Par exemple, si les héritiers savent que la succession est largement déficitaire, ils peuvent renoncer à la succession. Ils ne devront payer aucune dette, mais, ne pourront recevoir aucun bien du défunt. Ou encore, si les héritiers ne savent pas exactement de quoi se compose la succession. Pour ne pas prendre de risque, ils pourront l'accepter sous bénéfice d'inventaire. L'inventaire qui sera dressé révélera si la succession est positive ou négative.
Les nouveautés de la loi d'août 2007 :
- Disparition des droits de succession entre les conjoints et les partenaires de PACS
Le conjoint survivant et le partenaire d'un PACS sont totalement exonérés de droits de succession. Avant la réforme, le premier bénéficiait d'un abattement de 76.000€ , au-delà duquel il acquittait des droits allant de 5% à 40% et le second, d'un abattement de 57.000€ avant le paiement de droits de 40% ou de 50%. A noter que le régime des personnes pacsées est désormais totalement aligné sur celui des personnes mariées.
- L'exonération des droits de succession est étendue à certains frères et soeurs
L'exonération des droits de succession est étendue aux frères et soeurs, célibataires, veufs, divorcés ou séparés de corps, à la double condition qu'ils soient au moment de l'ouverture de la succession :
âgés de plus de 50 ans ou atteint d'une infirmité les mettant dans l'impossibilité de subvenir par leur travail aux nécessités de l'existence,
et qu'ils aient été constamment domiciliés avec le défunt pendant les cinq années ayant précédés le décès.
- L'abattement applicable entre parents et enfants passe de 50.000 à 150.000 euros
L'abattement applicable aux enfants du défunt - et au-delà duquel ils payent des droits de succession -, est triplé, passant de 50.000 à 150.000 euros par personne. Cette nouvelle règle s'applique pour toutes les transmissions en ligne directe c'est-à-dire également quand des parents héritent de leurs enfants.
- Triplement de l'abattement applicable entre frères et soeurs
L'abattement applicable entre frères et soeurs est lui aussi triplé, passant de 5.000 euros à 15.000 euros.
- Majoration de l'abattement en faveur des neveux et nièces
L'abattement au profit des neveux et nièces passe de 5.000 euros à 7.500 euros.
- Triplement de l'abattement en faveur des personnes handicapées
Avant l'entrée en vigueur de la réforme, les handicapés physiques ou mentaux avaient droit à un abattement spécifique de 50.000 euros, qui s'ajoutait le cas échéant, à celui dont ils pouvaient bénéficier en raison de leur lien de parenté avec le défunt (conjoint, ascendant, descendant, etc.). Cet abattement spécifique et lié au handicap, passe de 50.000 euros à 150.000 euros.

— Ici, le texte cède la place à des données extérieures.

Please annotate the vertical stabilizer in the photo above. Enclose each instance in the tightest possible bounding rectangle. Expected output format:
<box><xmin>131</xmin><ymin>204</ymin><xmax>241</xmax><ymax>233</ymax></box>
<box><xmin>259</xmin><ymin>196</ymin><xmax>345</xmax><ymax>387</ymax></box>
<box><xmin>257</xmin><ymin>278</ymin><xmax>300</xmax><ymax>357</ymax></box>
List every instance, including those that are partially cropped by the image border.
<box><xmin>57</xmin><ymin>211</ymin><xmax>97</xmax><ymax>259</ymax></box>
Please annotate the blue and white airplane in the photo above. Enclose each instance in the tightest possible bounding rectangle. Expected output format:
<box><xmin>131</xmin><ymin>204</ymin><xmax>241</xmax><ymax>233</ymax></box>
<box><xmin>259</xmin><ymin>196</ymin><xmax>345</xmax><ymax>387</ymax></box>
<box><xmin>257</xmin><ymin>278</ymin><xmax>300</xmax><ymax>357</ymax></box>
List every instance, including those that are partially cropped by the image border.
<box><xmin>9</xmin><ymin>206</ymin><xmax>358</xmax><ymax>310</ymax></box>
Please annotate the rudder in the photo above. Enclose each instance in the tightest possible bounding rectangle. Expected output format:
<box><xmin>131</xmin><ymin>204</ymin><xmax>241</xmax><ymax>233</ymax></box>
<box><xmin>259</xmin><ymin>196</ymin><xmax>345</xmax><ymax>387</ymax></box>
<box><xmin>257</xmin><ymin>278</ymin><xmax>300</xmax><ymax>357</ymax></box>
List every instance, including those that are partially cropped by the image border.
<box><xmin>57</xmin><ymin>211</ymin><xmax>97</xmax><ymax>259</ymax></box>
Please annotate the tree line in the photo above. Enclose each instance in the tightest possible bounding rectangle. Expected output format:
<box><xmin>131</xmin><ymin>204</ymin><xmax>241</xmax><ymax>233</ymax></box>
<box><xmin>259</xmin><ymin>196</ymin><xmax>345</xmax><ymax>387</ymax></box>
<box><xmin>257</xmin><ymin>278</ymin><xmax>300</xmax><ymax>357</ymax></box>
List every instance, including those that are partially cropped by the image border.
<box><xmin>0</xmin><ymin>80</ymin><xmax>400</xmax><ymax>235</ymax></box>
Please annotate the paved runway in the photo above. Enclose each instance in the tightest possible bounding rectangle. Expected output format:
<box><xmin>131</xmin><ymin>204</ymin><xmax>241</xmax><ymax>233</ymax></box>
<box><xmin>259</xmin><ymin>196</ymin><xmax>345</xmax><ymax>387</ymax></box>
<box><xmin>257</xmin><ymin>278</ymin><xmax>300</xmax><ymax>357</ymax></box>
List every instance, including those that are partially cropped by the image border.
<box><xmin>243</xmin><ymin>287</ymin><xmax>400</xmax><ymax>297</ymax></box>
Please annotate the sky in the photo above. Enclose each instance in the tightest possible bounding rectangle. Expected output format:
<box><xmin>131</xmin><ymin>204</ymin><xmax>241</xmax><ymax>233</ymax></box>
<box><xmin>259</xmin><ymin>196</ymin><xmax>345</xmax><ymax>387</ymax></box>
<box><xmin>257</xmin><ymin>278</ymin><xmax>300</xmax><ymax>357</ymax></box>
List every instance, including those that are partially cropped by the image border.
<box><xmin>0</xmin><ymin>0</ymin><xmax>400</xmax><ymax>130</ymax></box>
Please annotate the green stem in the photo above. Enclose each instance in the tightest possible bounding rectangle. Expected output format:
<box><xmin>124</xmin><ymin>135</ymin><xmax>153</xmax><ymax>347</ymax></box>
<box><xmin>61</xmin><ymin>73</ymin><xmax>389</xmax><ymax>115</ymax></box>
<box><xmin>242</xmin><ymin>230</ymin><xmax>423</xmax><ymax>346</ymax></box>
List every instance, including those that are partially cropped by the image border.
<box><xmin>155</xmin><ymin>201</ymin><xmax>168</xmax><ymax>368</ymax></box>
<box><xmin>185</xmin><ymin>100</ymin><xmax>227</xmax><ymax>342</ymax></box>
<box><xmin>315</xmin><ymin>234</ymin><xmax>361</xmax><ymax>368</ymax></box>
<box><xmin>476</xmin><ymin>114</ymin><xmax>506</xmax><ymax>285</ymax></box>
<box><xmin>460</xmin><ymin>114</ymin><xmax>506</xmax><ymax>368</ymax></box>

- L'abattement général de 50.000 euros est supprimé
Avant la réforme, un abattement global de 50.000 euros était appliqué à l'ouverture de chaque succession, si les héritiers étaient des enfants, des ascendants ou le conjoint survivant. Il se répartissait entre ses différentes personnes au prorata de leurs droits respectifs dans la succession et avant application de leur abattement personnel. Aujourd'hui, les abattements individuels de ces différentes personnes ont été significativement augmentés, d'où, dans un souci de simplification, la suppression de l'abattement général de 50.000 euros.
- L'indexation des tranches et barèmes en fonction de l'inflation
Les tranches et barèmes seront indexés chaque année en fonction de l'inflation. C'est un bon point pour les particuliers, qui profiteront d'abattements plus élevés chaque année.